These last few weeks have been the most intense in my working life. It's not that I haven't been stressed at work before (I have, although I expressed it rather immaturely I know) but I've never felt under this much pressure behind the working desk before. Running two projects simulateneously, with two diverse teams and two diverse outcomes, both actually launching on the same day in November was not something that I was too concerned about a few months ago. But now, on my sanity day off that I have been planning for months (and spent a lot of it on the phone to work anyway) I can really see the weight of stress that has weighed upon me.
I have to say I have impressed myself during the period. I cannot count the number of times in another energy sapping meeting that my brain was actually freezing and a voice inside my head was screaming "STOPIT! STOP IT!! JUST RESIGN! YOU CAN"T COPE WITH THIS!!!". The voice was muddled with another one yelling "YOU CAN'T DO THIS! WHY DID YOU THINK YOU CAN DO THIS? YOU'RE GOING TO FAIL!". Thankfully, there was another (although fainter) voice that told me to "Stick with it. Keep yourself together. It can't last" which won out on each panic stricken moment.
There is a tendency to walk into a new company in a new role (as I did as a business project manager in February this year with my employer) and for everyone around you to (a) assume you already know exactly what you are doing; and (b) assume you already know exactly how everything works in the company - the written and unwritten rules - and for you not to be in breach of either (a) or (b). If you do, then you get chaos. And I've been managing quite a bit of that lately.
Despite the fact I've been pulling 12 hour days, the odd weekend and on-call availability (for a role which I am neither remunerated properly nor incentivised to go the extra mile) there have been some good points. Firstly, I've learnt my limits of tolerance, and my strategy for coping with horrendously intense and stressful people and situations. Secondly, I've gained an enormous amount of experience and skill along the way - stuff which I had done before but never at this level nor with this commitment. Third and lastly, I've learned that once I walk out that office door of an evening, it's my time and I need to make the most of it despite the nightmares of the day. I'm not paid to think outside of work.

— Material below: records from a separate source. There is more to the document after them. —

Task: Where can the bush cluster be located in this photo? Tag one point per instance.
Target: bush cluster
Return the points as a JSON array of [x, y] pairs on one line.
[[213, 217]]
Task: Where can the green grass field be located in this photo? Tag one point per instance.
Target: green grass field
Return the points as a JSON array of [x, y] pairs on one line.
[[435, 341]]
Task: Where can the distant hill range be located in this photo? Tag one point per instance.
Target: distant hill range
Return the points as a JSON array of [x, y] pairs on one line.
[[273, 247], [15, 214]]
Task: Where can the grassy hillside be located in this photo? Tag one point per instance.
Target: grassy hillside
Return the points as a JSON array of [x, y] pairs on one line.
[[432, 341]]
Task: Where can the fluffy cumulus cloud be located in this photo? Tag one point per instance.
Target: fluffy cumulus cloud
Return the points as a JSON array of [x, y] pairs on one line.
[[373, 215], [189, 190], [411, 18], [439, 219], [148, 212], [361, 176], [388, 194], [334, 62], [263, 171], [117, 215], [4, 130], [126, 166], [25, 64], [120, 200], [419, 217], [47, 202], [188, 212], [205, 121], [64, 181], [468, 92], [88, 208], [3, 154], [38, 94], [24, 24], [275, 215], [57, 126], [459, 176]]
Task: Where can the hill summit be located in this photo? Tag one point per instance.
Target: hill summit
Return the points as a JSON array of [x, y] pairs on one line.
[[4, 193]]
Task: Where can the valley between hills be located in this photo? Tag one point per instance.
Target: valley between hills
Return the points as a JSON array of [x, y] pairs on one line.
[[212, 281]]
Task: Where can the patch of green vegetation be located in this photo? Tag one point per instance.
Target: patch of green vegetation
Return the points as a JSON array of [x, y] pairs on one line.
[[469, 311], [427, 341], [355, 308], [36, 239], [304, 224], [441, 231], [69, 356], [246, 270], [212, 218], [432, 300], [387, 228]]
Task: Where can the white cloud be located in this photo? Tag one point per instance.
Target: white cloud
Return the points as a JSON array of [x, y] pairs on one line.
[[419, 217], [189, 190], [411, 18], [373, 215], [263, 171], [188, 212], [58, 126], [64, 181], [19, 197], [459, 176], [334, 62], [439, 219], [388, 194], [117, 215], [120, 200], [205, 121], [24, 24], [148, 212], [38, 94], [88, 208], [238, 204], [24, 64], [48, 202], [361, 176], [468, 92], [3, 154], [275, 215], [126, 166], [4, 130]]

So, this weekend myself and J rented a little house overlooking the Blue Mountains, and I took Monday (today) off work despite the pressure to be at work ("How can you take a day off now??" Bollix). While it rained and galed in Sydney, the sun shone and the birds twittered in our back garden. Phones were out of signal, tv reception was poor and the wine was lovely. Musing through old musty books and antique shops, having breakfast or lunch in tiny local cafes and just talking shite and having a laugh, gazing in the window of estate agents at the lovely little houses for sale and fantasising about buying a weekender - it was brilliant. And just what we needed. Tomorrow is another day, and will probably be like the rest of them, but I know I can deal with it just a bit better now.